2 Corinthians 13: 8 For this thing I [Paul] besought the Lord thrice, that it might depart from me. 9 And He said unto me, "My grace is sufficient for thee: for My strength is made perfect in weakness." Most gladly therefore will I rather glory in my infirmities, that the power of Christ may rest upon me.
I don't know how many of you have perfectionistic tendencies, but I've been known to have some, although I often elude myself into thinking I don't. I can't tell you how many times I've started to write a letter to someone, start a page on a project, etc. and made a stray line across the paper, only to start it all over again. Now, that wouldn't be too bad if it were for a finished product for work, but I find myself doing this over things much less important.

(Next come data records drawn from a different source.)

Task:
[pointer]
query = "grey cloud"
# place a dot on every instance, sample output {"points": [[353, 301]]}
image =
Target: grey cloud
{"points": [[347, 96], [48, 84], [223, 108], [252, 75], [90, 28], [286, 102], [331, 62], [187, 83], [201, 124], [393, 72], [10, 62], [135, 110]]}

I think I carry these perfectionistic tendencies over to my eating, as well. All too often, I find that I am chastising myself, because my eating was less than stellar, nibbling on something not on my food program. Not only is being overly critical of ourselves counterproductive, because it hurts having a healthy self-esteem, but I don't think that's what God wants of us, either. Maybe, God wants to use us just the way we are. Maybe, He wants us to learn about turning our food, our stress, and our lives over to Him, but this will happen in God's timing. I need to remember: "My grace is sufficient for thee: for My strength is made perfect in weakness."
Since I have used this Bible passage as an example of how God has positively influenced my overeating, this does not necessarily reflect the whole meaning of the verse.